Assisting in class has additionally changed how learning happens. There is more sharpness in executing instructions rather than simply doing what I know. It is quite different from being a student and yet one is very keenly a student too. While helping a few people in bolster Setuband Sarvangasana last evening, I was reminded of the same asana in my first year when someone adjusted me. There was an aha moment when the edge of the prop was in the right spot and changed the dynamic of the asana. I saw that same light in the eyes of those who got the right location. Lessons come back to us in different ways.

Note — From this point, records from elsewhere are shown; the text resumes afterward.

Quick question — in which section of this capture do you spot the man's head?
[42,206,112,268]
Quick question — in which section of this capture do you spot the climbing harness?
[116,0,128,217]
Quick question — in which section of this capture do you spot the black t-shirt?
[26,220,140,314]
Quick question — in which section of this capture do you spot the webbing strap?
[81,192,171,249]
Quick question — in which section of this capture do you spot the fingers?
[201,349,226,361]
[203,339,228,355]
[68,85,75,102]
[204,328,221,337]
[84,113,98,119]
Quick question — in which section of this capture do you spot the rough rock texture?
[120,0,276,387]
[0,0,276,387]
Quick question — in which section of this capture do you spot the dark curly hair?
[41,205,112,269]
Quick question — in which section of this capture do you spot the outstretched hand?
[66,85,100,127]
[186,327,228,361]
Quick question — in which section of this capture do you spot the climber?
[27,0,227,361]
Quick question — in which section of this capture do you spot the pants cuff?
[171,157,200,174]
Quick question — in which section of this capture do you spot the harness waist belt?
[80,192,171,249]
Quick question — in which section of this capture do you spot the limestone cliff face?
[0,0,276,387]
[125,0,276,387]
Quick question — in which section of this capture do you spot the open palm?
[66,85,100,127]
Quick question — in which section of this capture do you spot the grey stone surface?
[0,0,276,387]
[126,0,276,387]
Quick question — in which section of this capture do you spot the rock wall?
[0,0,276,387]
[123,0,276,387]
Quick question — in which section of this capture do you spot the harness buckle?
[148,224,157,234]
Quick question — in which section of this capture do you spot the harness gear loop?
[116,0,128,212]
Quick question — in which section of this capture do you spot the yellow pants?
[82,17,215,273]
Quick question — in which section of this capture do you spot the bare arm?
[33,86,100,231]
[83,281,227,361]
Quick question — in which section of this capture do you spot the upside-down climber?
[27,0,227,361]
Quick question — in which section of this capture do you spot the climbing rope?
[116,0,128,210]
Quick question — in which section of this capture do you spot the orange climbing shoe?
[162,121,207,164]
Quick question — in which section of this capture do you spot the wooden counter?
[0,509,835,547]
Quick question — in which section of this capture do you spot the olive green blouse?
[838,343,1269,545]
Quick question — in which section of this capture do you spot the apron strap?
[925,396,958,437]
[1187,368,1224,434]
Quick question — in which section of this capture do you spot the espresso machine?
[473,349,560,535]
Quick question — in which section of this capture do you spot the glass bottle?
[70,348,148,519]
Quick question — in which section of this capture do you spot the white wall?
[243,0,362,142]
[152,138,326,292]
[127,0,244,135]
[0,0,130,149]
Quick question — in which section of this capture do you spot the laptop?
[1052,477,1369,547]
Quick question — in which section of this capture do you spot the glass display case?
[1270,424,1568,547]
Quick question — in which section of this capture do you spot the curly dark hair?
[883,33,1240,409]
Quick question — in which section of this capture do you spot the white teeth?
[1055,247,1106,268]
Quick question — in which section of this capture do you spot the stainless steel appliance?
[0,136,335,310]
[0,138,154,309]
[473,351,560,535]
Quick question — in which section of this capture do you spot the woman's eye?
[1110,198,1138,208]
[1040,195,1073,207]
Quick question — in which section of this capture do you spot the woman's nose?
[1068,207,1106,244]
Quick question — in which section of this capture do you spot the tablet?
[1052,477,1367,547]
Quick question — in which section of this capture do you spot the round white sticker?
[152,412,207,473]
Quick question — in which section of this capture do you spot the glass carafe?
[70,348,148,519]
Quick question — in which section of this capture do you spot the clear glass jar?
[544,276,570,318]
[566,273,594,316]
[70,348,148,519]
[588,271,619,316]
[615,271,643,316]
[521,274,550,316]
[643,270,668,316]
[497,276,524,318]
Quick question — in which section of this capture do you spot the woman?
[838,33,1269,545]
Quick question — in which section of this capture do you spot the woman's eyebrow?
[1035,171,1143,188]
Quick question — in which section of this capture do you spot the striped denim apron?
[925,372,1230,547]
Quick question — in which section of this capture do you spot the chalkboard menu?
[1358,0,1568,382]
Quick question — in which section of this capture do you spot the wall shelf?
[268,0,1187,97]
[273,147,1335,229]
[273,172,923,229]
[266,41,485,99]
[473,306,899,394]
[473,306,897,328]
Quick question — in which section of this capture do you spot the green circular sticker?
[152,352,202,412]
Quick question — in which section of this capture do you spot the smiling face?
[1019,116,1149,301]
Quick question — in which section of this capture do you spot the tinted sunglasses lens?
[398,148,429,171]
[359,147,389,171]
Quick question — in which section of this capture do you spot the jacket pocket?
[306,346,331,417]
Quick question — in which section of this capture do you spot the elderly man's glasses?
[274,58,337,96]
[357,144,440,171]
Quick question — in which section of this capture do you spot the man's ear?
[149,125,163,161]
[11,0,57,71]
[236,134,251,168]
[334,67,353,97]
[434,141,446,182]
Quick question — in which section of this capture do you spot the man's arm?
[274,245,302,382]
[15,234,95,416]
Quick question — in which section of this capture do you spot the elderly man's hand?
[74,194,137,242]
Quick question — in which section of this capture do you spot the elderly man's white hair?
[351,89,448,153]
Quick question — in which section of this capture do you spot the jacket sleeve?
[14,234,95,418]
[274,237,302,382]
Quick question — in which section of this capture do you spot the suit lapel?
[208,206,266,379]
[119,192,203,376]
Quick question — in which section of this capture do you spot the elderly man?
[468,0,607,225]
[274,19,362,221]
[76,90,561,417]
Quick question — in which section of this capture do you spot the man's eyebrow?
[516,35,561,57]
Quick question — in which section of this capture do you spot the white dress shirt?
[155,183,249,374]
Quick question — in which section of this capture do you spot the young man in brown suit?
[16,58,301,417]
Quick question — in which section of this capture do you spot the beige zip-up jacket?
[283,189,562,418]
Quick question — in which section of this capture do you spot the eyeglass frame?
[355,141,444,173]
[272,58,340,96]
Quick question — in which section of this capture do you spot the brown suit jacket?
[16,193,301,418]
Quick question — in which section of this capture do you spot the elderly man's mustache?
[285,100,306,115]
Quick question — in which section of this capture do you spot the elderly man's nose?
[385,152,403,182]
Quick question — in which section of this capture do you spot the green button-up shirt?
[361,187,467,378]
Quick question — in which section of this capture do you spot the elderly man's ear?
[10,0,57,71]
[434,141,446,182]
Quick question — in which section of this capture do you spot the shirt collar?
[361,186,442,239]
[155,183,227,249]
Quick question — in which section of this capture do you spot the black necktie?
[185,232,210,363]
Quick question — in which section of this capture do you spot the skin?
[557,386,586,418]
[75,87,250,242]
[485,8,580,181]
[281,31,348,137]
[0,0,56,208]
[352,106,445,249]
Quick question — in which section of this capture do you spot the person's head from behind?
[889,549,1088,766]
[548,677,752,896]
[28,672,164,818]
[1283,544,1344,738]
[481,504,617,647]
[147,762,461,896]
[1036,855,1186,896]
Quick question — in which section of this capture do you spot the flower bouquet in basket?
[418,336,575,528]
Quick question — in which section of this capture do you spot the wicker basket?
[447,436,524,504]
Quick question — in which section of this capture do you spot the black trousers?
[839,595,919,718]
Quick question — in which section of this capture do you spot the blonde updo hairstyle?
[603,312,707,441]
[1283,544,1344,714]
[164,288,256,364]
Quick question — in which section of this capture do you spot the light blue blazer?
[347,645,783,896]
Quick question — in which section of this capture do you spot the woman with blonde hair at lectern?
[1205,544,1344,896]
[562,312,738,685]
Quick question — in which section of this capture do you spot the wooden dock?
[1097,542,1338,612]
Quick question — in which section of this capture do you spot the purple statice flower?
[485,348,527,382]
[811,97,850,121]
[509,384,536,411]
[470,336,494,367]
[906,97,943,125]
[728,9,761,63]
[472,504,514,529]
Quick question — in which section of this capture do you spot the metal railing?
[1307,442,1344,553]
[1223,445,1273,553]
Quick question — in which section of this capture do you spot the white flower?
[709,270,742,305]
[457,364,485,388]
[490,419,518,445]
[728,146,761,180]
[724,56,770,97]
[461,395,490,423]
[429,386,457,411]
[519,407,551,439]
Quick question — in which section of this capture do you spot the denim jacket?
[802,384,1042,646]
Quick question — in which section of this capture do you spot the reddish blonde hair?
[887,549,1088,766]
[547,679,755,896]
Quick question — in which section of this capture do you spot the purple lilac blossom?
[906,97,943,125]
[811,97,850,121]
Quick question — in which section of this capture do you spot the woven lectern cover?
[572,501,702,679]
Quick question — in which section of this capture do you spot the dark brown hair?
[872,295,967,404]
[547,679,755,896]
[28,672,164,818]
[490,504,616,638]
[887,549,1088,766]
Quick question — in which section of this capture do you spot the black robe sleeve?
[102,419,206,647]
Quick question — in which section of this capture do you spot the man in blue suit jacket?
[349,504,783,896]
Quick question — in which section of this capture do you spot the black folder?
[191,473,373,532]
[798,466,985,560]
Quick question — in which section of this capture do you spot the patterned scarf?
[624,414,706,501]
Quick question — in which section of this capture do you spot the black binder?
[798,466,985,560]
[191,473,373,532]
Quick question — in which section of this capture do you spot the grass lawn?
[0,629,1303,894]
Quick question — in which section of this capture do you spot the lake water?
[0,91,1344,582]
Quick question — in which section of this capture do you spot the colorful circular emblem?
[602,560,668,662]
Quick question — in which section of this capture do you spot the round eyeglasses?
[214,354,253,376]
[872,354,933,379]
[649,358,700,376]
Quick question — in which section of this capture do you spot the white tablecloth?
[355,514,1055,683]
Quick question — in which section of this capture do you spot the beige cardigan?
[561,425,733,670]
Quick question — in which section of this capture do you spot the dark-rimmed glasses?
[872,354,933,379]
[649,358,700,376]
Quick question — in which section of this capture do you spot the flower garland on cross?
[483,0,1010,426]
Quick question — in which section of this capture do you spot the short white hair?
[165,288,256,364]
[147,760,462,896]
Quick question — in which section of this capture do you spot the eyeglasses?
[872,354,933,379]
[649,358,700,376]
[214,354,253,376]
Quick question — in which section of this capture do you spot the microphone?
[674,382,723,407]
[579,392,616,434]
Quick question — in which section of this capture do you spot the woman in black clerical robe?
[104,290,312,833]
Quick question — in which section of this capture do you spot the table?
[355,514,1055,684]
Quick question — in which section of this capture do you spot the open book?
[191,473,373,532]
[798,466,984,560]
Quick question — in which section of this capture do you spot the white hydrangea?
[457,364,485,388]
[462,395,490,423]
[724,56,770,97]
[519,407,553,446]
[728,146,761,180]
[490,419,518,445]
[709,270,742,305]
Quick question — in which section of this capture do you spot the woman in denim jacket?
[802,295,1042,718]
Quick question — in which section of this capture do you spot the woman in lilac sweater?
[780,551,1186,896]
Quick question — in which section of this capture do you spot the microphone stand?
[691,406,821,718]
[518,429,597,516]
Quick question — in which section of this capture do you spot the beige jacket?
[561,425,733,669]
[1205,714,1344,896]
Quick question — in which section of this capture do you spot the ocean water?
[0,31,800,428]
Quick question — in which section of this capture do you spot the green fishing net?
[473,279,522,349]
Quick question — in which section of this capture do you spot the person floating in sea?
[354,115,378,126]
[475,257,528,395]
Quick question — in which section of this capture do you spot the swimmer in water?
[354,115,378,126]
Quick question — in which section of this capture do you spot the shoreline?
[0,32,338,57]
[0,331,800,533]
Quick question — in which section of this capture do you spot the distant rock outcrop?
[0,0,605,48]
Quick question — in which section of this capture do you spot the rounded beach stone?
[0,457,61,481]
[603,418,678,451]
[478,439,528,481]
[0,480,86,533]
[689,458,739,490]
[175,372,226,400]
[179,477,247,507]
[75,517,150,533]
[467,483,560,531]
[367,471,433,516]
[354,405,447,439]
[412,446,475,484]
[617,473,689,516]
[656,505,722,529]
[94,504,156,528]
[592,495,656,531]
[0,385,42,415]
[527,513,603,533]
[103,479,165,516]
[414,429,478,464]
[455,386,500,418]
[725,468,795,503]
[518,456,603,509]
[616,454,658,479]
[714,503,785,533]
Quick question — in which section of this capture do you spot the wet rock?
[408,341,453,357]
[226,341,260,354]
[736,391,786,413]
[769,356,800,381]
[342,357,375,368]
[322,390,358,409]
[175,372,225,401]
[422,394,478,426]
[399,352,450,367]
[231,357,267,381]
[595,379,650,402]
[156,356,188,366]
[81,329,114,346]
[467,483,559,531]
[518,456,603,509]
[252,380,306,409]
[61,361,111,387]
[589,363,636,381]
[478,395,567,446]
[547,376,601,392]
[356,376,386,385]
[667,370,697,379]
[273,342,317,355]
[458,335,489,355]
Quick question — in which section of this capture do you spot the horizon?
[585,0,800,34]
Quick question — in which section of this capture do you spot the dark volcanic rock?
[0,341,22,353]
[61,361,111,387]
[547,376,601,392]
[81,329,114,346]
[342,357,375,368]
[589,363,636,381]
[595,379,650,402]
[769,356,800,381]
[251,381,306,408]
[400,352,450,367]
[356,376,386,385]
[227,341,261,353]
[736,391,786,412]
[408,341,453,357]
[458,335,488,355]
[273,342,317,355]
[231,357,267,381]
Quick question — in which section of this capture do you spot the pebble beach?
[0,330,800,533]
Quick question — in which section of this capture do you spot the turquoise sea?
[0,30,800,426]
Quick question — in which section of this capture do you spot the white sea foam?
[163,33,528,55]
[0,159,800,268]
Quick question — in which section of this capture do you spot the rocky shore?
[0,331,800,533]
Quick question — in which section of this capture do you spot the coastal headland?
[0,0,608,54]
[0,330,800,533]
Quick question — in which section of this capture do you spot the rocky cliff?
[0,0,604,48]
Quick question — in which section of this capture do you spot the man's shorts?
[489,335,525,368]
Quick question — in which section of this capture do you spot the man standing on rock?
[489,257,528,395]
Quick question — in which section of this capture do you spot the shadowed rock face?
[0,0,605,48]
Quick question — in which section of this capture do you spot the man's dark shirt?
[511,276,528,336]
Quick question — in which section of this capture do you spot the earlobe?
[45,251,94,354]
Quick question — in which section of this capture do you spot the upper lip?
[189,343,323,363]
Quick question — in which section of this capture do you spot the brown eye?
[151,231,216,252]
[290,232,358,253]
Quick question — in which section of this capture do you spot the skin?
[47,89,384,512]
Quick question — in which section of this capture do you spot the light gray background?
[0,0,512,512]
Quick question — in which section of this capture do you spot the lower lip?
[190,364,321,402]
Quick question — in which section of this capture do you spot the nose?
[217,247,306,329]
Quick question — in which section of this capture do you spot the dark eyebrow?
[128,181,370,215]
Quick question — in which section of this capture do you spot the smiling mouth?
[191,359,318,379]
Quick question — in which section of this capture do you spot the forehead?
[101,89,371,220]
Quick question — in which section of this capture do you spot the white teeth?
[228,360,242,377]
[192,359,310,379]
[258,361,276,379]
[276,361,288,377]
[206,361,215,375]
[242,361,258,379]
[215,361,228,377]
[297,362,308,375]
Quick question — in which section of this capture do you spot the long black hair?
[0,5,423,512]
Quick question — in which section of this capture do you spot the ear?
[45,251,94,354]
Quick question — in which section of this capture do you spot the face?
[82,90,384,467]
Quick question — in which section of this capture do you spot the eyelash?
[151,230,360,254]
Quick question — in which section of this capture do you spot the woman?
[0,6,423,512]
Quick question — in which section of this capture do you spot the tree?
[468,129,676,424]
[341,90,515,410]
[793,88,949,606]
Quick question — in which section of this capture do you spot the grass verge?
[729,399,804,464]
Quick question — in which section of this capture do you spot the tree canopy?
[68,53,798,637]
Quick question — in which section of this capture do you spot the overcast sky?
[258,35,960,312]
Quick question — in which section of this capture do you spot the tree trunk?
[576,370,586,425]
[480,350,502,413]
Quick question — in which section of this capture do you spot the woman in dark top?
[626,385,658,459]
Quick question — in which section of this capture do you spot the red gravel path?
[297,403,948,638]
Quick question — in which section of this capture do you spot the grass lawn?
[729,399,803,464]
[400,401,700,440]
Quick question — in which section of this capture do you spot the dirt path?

Learning yogasanas can be achieved in a studio/ class format or in the Guru-shishya Parampara, the latter is much rarer these days. I guess for that system to thrive, there is a level of surrender required of the students that most of us may not be able to muster. Back when it was the norm, the student lived with the teacher in the ashram as part of the household, involved in assisting with the chores and attending to study matters. There is a certain purification in that process, a shedding of layers that prevent receptivity. Guruji learned from Krishnamacharya in that fashion. I don’t know if the likes of me can cope with the rigour in that kind of learning.
Guru-Shishya Parampara has been a theme I’ve been ruminating over especially as one of the books I’m currently reading is based on a student’s rendering and reminiscing of his Guru’s teachings. (Aghora Trilogy). He talks about a teacher who didn’t hesitate to give his students a tough lesson. If one can step away from the viewing the relationship as one of power play, there is actually immense compassion, provided the Guru is authentic. Since a little before Guru Purnima and after, I’ve been thinking about the 24 gurus of Dattatreya and examining my own teachers and Gurus. All the teachers he talks about are part of nature’s expression and he is attentive to the lessons they can teach.
“… I have taken shelter of twenty-four gurus, who are the following: the earth, air, sky, water, fire, moon, sun, pigeon and python; the sea, moth, honeybee, elephant and honey thief; the deer, the fish, the dancing girl Pingala, the kurari bird and the child; the young girl, arrow maker, serpent, spider and wasp…”.
If I had to think of a key learning from the week, it would be ‘desha‘ as explored through preparing the body for Pranayama. In the opening sutra of the 3rd pada, Patanjali says, “Desa Bandhah Cittasya Dharana” and later proceeds to lay out the different locations for samyama and their effects. At a yogasana level, how do we begin to start looking?